La France a décidément bien du mal avec certains épisodes de son histoire. Après les heures sombres du régime de Vichy, c’est le passé colonial français en Algérie qui se trouve aujourd’hui au centre d’une polémique, à l’occasion de la prochaine présentation au Festival de Cannes du film Hors la loi de Rachid Bouchareb.

Deux ans après que Bernard Bajolet, Ambassadeur de France en Algérie, ait déclaré lors de son passage à l’Université du 8 mai 1945 de Guelma, le 27 avril 2008 : « aussi durs que soient les faits [...] la France n’entend pas, n’entend plus, les occulter. Le temps de la dénégation est terminé » [1], quelques élus de la droite extrême du midi méditerranéen lancent une polémique quelque peu artificielle. Derrière le dénigrement du film, qui « s’appuie sur de mauvaises raisons », comme le montre ci-dessous l’historien Gilles Manceron, il faut voir une nouvelle tentative pour refuser de regarder en face les réalités de l’Histoire.
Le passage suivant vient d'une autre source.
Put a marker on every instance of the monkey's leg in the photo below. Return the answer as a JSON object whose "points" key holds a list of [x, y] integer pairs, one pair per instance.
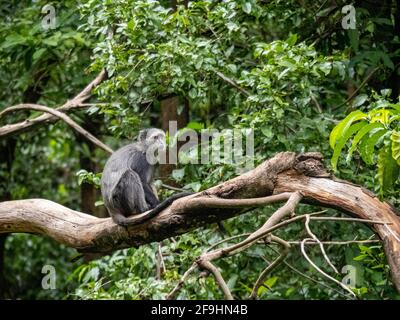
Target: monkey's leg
{"points": [[128, 195], [150, 197]]}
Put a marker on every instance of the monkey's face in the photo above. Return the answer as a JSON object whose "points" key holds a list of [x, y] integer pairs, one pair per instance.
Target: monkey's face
{"points": [[153, 137]]}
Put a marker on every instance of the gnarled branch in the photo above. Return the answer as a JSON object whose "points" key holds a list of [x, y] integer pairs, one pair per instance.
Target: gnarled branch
{"points": [[76, 102], [284, 173]]}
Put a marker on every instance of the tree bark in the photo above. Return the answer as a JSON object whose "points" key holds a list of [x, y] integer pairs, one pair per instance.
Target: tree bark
{"points": [[285, 172]]}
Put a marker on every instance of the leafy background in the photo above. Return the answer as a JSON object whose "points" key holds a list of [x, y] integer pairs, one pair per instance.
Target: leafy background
{"points": [[298, 75]]}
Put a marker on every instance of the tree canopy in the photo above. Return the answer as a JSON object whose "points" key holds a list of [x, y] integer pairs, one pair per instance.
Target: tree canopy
{"points": [[316, 83]]}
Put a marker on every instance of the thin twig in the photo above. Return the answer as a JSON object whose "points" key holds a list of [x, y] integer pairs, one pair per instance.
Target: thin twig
{"points": [[272, 265], [312, 235], [76, 102], [63, 117]]}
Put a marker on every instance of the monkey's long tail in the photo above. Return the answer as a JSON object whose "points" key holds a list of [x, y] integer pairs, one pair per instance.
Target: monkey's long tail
{"points": [[155, 211]]}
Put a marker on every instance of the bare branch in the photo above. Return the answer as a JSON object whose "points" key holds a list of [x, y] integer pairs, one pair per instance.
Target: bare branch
{"points": [[301, 176], [63, 117], [76, 102], [313, 236], [286, 248]]}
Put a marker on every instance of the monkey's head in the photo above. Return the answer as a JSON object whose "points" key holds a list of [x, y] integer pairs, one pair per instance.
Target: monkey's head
{"points": [[152, 137]]}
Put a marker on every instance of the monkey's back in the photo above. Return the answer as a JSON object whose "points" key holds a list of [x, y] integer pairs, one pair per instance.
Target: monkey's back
{"points": [[116, 168]]}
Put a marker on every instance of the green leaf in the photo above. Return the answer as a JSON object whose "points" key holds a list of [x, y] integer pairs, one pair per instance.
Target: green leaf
{"points": [[367, 146], [388, 170], [360, 134], [344, 125], [13, 40], [342, 141], [395, 137], [246, 6], [359, 100], [178, 174]]}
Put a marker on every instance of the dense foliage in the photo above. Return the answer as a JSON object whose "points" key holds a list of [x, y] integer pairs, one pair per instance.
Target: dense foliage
{"points": [[286, 69]]}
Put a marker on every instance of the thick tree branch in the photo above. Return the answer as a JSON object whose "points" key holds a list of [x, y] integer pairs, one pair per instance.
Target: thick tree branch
{"points": [[76, 102], [63, 117], [284, 173]]}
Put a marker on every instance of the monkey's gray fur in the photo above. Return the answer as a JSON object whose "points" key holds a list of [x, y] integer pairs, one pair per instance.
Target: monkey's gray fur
{"points": [[126, 183]]}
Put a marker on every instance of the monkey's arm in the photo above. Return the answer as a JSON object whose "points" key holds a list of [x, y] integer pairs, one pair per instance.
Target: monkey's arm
{"points": [[160, 207]]}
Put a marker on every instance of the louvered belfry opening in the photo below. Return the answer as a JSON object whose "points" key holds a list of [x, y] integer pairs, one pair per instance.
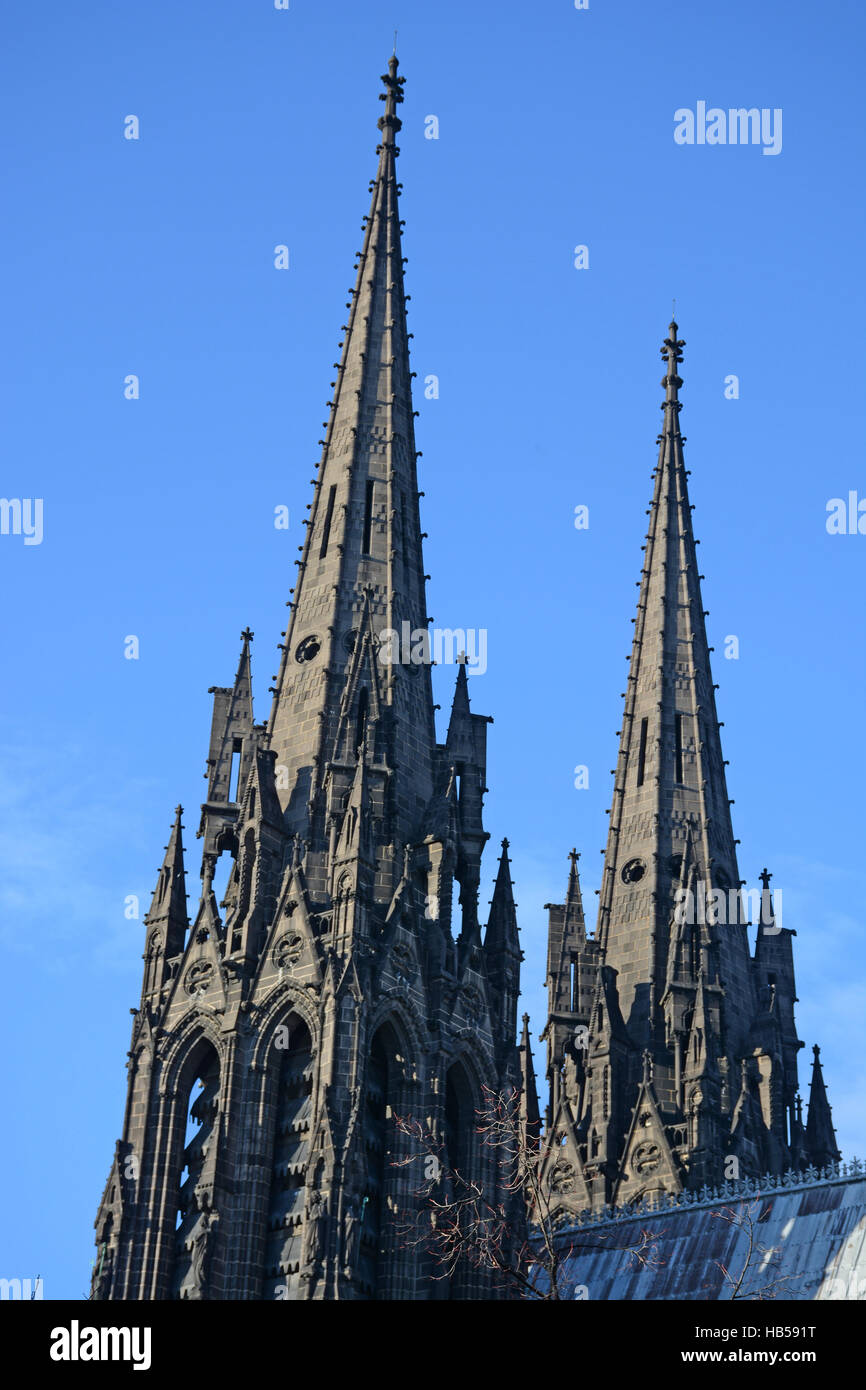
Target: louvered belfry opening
{"points": [[284, 1246]]}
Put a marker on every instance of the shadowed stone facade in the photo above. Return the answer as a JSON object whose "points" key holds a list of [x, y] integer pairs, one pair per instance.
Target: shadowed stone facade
{"points": [[672, 1047], [345, 977]]}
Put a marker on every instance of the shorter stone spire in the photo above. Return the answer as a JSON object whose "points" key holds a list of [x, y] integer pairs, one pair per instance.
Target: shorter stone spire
{"points": [[167, 920], [530, 1114], [820, 1136]]}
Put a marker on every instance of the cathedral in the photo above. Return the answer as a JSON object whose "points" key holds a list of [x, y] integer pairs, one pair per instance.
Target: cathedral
{"points": [[345, 980], [672, 1047]]}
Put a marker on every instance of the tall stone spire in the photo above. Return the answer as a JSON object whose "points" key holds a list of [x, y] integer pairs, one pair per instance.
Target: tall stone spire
{"points": [[363, 538], [331, 990], [670, 1048], [670, 784]]}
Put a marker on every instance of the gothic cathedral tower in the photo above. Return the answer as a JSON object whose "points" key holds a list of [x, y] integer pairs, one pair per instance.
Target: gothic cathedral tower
{"points": [[341, 982], [672, 1048]]}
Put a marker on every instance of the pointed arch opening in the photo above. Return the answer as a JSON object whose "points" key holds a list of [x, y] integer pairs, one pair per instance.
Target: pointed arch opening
{"points": [[380, 1208], [360, 724], [292, 1052], [193, 1223], [462, 1102]]}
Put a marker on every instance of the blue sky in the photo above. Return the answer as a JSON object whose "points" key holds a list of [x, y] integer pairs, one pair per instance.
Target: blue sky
{"points": [[154, 257]]}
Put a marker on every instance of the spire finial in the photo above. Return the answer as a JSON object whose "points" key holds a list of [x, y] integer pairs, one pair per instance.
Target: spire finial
{"points": [[389, 123], [672, 352]]}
L’extrême droite remontée contre une séquence
La polémique enfle autour du film Hors-la-loi

par Nadjia Bouzeghrane, El Watan, le 5 mai 2010


Sélectionné en compétition officielle pour représenter l’Algérie au Festival de Cannes 2010, le film Hors-la-loi de Rachid Bouchareb est au centre d’une polémique alimentée par le député UMP des Alpes-Maritimes, Lionnel Luca.
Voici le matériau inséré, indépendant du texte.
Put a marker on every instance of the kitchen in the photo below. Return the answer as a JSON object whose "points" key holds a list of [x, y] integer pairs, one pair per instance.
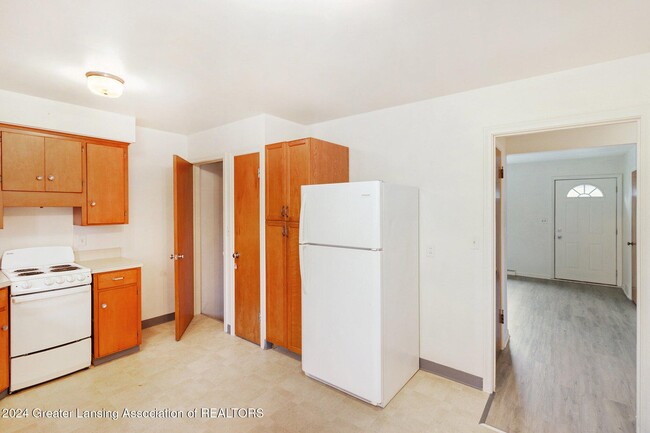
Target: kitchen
{"points": [[454, 280]]}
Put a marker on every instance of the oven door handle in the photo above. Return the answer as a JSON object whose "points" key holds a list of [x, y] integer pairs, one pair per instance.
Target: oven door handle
{"points": [[47, 295]]}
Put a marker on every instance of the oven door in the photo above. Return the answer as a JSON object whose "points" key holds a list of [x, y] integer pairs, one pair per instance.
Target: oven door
{"points": [[44, 320]]}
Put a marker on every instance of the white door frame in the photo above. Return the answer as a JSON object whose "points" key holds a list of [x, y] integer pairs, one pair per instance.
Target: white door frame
{"points": [[642, 117], [619, 219]]}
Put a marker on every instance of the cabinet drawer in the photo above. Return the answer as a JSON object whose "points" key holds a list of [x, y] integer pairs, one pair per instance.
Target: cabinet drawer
{"points": [[116, 278]]}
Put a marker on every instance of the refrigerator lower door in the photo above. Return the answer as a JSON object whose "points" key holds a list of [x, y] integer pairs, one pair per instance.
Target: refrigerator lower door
{"points": [[341, 319]]}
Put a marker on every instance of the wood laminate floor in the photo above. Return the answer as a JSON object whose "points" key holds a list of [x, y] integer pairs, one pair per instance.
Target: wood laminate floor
{"points": [[570, 365], [210, 369]]}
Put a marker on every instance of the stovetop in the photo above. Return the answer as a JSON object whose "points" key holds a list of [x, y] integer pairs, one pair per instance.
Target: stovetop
{"points": [[40, 269]]}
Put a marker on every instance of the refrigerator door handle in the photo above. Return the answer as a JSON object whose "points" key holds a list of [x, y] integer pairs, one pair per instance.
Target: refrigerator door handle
{"points": [[301, 259], [303, 219]]}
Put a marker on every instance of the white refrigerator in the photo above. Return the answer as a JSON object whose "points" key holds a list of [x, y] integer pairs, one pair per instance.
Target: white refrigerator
{"points": [[359, 271]]}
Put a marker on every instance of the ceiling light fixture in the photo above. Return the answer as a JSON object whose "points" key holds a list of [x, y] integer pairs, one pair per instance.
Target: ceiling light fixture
{"points": [[104, 84]]}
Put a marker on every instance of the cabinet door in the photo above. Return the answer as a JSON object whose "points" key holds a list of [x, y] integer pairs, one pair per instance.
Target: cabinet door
{"points": [[294, 291], [118, 319], [298, 172], [275, 156], [23, 162], [63, 165], [276, 311], [106, 171], [4, 340]]}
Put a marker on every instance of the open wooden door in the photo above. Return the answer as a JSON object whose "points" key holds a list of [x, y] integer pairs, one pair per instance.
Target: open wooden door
{"points": [[183, 255], [247, 247], [632, 242]]}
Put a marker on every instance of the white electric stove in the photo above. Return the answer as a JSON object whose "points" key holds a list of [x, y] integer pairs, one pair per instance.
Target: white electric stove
{"points": [[50, 314]]}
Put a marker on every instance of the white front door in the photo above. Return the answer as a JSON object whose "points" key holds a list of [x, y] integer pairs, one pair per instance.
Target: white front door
{"points": [[585, 230]]}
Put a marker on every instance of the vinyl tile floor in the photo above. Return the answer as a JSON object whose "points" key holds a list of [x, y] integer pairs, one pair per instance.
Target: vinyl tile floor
{"points": [[217, 374], [570, 365]]}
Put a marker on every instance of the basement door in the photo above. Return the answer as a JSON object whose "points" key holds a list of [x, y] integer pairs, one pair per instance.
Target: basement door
{"points": [[585, 230]]}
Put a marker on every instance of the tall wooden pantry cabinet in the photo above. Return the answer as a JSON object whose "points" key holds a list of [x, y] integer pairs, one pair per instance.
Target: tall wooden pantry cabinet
{"points": [[289, 165]]}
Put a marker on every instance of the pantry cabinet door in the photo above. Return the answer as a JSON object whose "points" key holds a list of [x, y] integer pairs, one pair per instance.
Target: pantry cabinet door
{"points": [[276, 201], [276, 311], [294, 295], [63, 165], [23, 162]]}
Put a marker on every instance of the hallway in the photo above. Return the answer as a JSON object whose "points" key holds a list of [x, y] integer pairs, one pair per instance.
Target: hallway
{"points": [[570, 365]]}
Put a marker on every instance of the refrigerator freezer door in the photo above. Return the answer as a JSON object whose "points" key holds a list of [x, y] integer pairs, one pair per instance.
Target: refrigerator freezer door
{"points": [[342, 214], [341, 319]]}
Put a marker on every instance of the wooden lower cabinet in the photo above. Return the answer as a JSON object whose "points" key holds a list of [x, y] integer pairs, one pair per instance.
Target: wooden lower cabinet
{"points": [[117, 315], [4, 339], [283, 301]]}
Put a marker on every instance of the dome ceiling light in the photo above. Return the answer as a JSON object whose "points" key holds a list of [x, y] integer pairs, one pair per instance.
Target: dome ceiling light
{"points": [[104, 84]]}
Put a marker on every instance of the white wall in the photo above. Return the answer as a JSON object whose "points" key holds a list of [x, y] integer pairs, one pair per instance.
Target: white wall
{"points": [[24, 110], [149, 236], [211, 239], [629, 165], [438, 145], [530, 210]]}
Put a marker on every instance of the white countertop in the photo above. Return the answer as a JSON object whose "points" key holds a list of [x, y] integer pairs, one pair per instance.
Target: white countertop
{"points": [[4, 281], [110, 264]]}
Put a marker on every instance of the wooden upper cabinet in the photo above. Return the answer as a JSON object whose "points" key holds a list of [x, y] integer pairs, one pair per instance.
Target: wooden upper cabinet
{"points": [[63, 165], [36, 163], [298, 174], [23, 162], [289, 165], [107, 194], [275, 181]]}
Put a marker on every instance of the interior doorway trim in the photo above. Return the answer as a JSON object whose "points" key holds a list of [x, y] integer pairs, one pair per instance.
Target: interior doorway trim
{"points": [[642, 118], [619, 220]]}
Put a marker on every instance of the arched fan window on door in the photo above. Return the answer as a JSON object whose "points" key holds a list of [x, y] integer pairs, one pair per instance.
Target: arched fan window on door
{"points": [[584, 191]]}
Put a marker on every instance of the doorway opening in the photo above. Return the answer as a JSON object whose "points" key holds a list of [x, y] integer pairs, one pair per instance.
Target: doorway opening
{"points": [[210, 240], [566, 350]]}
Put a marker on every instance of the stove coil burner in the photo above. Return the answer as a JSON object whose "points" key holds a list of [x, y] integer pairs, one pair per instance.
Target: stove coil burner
{"points": [[63, 269], [27, 274]]}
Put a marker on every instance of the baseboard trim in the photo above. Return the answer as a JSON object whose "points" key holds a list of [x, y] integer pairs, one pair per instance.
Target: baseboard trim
{"points": [[105, 359], [452, 374], [157, 320]]}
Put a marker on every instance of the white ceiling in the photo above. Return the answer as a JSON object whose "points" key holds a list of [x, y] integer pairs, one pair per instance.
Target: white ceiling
{"points": [[195, 64]]}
Lequel député, qui n’a pas vu le film, a estimé (dans une déclaration à l’AFP du 22 avril), à la seule lecture de son scénario, qu’il était inspiré par un « esprit négatif et négationniste » et que « Bouchareb est un irresponsable qui met le feu aux poudres de manière insupportable ». Et de menacer : « Ça ne va pas se passer comme ça. » Un collectif nommé « Vérité Histoire-Cannes », proche de l’extrême-droite, appelle sur un site internet à manifester à Cannes et à « pourrir » le Festival qui se déroulera du 12 au 23 mai. Le film Hors-la-loi sera présenté le 21 mai. Lionnel Luca saisit le secrétaire d’Etat aux Anciens combattants, Hubert Falco, fin 2009 sur le contenu du film. Dans un courrier du 15 janvier – consultable sur le site internet Médiapart –, Hubert Falco répond au député qui a demandé au service historique de la Défense (SHD) d’« analyser le contenu historique du scénario  ».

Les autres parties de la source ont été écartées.